Entre deux eaux
Pendant le printemps 2020, comme d’autres ont tenu un journal ou alimenté la discussion sur les médias sociaux, elle a décidé d’écrire sur les murs. N’ayant plus qu’un accès virtuel ou dérogatoire à l’espace public, elle a fait de « ses murs », les carreaux blancs de sa salle de bain, un support d’inscription. C’est à la fois l’appel du stylo de chimie de sa fille, celui qu’elle utilise pour marquer des niveaux sur les béchers et le plaisir d’avoir un moment à elle pour écrire, explique-t-elle. Peut-être qu’elle inventait par là un type d’écrits, fragilement exposés pour un futur incertain (« l’après-pandémie »), englués dans un présent trouble, domestique et angoissé (« le confinement »). Toute la famille a choisi avec elle un pan et recopié, jour après jour, des poèmes, bons mots ou citations célèbres ; de sorte que la salle d’eau est devenue un espace d’écriture collaborative et de lecture.

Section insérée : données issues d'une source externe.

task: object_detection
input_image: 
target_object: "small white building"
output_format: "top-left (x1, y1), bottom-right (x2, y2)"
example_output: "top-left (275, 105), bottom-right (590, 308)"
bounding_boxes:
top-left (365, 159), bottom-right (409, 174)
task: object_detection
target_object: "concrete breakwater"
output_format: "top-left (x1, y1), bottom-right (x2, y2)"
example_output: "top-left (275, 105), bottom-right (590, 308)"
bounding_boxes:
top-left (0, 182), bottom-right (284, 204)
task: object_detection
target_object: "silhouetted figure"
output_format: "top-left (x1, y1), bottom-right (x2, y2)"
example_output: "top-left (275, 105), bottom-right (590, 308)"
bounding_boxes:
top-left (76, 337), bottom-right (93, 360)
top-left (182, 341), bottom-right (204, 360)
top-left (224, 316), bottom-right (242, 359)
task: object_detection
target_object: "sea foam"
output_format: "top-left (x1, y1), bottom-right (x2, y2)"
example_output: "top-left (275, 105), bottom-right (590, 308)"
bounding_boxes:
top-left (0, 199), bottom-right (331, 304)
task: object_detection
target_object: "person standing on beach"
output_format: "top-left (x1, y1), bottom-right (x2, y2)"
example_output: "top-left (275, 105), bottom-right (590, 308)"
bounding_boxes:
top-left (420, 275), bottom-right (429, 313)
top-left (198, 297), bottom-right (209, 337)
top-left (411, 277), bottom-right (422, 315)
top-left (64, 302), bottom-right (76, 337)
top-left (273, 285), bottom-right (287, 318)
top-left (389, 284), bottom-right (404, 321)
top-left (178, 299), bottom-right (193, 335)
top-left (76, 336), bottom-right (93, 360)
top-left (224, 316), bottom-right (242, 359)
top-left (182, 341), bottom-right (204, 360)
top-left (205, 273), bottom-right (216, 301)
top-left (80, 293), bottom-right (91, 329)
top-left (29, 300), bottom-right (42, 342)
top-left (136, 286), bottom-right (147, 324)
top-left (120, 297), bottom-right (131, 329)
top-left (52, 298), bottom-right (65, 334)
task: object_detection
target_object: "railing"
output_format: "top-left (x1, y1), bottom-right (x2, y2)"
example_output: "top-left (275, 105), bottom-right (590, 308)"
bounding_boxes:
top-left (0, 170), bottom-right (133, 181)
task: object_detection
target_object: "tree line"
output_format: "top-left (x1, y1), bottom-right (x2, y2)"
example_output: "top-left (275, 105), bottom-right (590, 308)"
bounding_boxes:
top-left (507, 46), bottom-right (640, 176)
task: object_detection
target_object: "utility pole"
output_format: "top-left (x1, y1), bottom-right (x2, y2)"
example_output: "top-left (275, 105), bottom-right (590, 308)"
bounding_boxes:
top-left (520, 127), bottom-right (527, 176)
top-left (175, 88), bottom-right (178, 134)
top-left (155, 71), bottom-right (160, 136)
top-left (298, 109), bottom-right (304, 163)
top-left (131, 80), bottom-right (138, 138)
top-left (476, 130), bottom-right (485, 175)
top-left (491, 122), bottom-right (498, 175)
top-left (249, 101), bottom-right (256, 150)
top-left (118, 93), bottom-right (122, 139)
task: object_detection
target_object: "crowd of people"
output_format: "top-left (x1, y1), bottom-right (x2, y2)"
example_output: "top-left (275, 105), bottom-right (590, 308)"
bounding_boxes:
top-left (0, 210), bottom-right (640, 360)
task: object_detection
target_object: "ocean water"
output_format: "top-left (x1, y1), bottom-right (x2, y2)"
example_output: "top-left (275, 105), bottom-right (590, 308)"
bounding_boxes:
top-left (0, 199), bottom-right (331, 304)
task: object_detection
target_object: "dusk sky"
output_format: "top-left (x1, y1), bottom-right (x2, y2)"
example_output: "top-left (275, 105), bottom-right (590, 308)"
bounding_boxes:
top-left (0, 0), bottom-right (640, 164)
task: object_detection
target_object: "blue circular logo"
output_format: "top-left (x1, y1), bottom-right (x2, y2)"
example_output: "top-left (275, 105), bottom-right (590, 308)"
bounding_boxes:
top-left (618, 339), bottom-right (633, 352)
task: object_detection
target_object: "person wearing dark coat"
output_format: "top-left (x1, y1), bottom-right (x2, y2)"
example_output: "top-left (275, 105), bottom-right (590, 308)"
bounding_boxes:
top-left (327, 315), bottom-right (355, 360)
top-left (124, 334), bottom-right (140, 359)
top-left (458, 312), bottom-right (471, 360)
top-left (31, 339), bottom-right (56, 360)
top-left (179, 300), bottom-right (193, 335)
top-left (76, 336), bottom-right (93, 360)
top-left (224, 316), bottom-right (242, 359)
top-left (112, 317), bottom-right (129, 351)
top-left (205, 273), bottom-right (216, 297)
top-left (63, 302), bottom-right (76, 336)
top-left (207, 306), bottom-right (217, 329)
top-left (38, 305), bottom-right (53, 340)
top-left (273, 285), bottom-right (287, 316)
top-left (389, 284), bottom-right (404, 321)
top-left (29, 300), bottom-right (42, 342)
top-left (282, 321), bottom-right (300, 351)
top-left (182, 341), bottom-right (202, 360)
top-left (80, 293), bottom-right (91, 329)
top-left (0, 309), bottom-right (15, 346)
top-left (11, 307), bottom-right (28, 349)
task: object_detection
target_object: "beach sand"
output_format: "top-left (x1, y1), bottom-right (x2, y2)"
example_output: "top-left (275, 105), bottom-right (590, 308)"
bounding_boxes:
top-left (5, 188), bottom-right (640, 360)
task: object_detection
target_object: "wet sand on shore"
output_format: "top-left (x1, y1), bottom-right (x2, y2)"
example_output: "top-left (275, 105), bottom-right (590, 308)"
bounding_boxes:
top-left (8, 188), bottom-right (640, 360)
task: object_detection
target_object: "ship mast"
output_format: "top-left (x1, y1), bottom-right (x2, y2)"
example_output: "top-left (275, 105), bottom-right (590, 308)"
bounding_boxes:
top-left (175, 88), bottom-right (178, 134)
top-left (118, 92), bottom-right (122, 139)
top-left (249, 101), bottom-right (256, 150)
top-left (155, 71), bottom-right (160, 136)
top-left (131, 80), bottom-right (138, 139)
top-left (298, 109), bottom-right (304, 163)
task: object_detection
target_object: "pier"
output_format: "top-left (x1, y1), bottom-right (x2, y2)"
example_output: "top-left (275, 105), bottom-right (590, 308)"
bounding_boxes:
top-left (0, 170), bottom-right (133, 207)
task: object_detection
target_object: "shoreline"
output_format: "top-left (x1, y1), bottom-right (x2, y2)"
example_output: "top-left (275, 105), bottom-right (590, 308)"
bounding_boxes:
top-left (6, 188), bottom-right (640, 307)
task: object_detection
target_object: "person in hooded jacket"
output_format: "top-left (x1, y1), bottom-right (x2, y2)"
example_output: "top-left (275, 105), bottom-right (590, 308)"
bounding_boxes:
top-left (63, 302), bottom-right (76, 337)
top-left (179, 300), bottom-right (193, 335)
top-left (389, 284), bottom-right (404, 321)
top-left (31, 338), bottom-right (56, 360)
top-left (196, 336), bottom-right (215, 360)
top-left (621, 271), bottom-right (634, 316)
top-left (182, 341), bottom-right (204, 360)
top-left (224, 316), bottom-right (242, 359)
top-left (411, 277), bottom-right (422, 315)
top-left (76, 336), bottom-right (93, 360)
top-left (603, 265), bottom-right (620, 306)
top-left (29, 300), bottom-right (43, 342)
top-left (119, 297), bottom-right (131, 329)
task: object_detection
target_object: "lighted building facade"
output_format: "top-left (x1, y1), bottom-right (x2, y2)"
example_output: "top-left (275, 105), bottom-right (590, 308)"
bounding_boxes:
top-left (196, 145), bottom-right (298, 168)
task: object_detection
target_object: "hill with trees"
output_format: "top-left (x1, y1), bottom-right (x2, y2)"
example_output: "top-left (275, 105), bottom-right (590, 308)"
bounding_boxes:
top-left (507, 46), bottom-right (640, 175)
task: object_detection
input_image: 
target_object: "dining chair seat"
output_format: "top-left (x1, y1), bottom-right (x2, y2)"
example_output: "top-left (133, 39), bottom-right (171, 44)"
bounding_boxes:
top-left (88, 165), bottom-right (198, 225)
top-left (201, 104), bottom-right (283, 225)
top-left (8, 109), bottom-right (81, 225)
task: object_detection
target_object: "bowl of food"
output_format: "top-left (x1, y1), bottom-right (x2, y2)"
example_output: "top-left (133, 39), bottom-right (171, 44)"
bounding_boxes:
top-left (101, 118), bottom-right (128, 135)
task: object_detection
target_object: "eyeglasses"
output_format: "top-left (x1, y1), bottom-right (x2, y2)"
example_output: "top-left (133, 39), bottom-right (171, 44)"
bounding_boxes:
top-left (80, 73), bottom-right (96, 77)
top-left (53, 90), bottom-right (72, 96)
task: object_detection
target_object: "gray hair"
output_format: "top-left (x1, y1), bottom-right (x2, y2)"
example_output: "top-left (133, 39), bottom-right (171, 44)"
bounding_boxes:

Passant de l’écran à la faïence et de l’écriture imprimée à l’écriture manuscrite, elle a copié les poèmes d’un auteur dont elle recevait, à la suite de sa participation à une chaine de mails, d’intrigants vers ; un poème par jour et par carreau pendant ces six semaines d’éternité. Elle aimait bien ces petits textes, en français ou anglais, qui arrivaient dans sa boîte de réception. Comme les requêtes Google des vers et du nom du poète ne lui offraient aucun résultat, elle a pensé qu’il serait souhaitable de le faire connaître — et pas sur internet qu’il avait choisi d’éviter. Alors, elle exposait, à l’attention de sa famille maintenant et tous ceux qui reviendraient chez elle « après », ce poète qui a rythmé ce printemps si particulier, faisant exister pour elle une idée joyeuse et conviviale de l’avenir, et pour le regardeur désespéré à la veille d’un second confinement une trace de l’ingéniosité scripturale déployée pour s’accommoder de nos liens amoindris et s’accorder de menus plaisirs.